Die Teams, also die Kreise, in denen die Stärkander*innen organisiert sind, entscheiden selbstständig, ob sie als Kreis geführt werden wollen oder nicht. Die Mehrheit der Teams entscheidet sich dafür. Es kann jedoch auch sein, dass ein Team beschließt, nur für eine kritische Phase eine Führungskraft einzusetzen, die koordiniert, Feedback gibt, motiviert und vielleicht Konflikte schlichtet. In ruhigeren Phasen kann möglicherweise wieder auf Führung verzichtet werden. Und so wird Führung zu etwas Fluidem, das wechseln kann. Es gibt viele Kreise bei Stärkande, die einfach immer geführt werden, weil sie selbst keine Lust darauf haben, Koordinationsaufgaben zu übernehmen, Konflikte zu lösen oder die Abstimmung mit anderen Einheiten des Unternehmens vorzunehmen.

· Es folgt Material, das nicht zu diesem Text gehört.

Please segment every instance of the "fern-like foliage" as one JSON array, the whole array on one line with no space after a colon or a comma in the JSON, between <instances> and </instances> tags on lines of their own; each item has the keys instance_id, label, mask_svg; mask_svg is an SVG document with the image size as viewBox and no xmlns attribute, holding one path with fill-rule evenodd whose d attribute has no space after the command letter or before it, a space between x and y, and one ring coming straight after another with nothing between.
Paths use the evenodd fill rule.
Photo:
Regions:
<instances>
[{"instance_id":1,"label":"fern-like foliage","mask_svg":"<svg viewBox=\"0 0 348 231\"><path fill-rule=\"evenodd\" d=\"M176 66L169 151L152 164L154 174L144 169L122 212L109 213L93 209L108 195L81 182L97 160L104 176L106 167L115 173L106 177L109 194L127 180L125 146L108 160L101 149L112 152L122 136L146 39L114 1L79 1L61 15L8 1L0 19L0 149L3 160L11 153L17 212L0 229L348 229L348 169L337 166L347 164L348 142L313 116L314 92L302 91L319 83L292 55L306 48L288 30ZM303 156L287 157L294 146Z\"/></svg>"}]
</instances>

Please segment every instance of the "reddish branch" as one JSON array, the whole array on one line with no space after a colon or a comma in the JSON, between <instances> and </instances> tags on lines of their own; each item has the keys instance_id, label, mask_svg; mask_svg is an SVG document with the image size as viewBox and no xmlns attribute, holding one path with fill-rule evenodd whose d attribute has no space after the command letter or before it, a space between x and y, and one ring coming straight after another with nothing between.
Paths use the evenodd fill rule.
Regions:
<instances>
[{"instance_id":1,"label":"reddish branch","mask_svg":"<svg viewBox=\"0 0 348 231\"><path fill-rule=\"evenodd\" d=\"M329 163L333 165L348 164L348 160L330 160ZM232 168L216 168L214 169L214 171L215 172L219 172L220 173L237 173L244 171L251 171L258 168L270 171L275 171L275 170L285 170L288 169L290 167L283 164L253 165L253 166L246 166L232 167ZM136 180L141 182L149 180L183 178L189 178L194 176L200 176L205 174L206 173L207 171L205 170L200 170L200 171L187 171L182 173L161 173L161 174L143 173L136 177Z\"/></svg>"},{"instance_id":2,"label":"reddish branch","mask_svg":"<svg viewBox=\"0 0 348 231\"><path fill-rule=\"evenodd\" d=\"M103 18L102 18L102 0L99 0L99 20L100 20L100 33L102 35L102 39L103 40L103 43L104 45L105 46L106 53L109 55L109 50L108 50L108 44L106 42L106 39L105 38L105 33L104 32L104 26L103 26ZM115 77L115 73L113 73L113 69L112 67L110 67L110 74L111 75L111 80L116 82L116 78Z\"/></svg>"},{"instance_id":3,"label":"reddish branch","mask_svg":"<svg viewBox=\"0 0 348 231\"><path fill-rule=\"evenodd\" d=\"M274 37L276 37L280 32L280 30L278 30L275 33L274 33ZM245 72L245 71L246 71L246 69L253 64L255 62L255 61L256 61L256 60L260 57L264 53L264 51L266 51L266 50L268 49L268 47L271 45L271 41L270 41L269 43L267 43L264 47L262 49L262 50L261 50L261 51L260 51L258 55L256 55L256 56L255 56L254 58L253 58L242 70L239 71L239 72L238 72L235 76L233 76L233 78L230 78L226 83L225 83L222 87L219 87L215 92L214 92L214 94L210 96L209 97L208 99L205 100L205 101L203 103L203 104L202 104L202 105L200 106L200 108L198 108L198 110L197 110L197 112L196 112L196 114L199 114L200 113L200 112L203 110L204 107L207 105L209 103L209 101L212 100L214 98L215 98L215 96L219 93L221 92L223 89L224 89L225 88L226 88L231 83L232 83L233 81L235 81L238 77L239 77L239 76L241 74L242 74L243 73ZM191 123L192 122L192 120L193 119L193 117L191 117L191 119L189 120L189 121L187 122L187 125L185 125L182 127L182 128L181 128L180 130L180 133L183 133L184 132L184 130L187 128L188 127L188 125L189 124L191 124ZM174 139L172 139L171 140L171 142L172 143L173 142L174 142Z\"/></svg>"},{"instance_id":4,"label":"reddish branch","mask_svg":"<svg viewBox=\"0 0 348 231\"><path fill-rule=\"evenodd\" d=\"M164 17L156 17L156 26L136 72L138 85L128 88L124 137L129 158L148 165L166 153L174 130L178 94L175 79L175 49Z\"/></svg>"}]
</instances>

ZOE: Können sich die Mitarbeitenden ihre Führungskraft selbst auswählen?

Schermuly: Es werden drei Führungskräfte vorgeschlagen. Aus diesen dürfen die Kolleginnen und Kollegen auswählen, mit wem sie am liebsten zusammenarbeiten würden. Meist findet sich eine passende Führungskraft. Jedoch gibt es auch den Fall, dass die Führungskraft es ablehnt, mit einem bestimmten Team zusammenzuarbeiten, z. B. wenn bestimmte Kreise Führungskräfte nicht gut behandeln. Führung ist ja eine Ko-Kreation. Daher kann es Situationen geben, wo sich in einer Phyle als höherer Entität, in der die Kreise zusammengefasst werden, für einen Kreis keine Führungskraft für ein bestimmtes Team findet. Hier müssen Teams an sich arbeiten, um anschlussfähiger zu werden.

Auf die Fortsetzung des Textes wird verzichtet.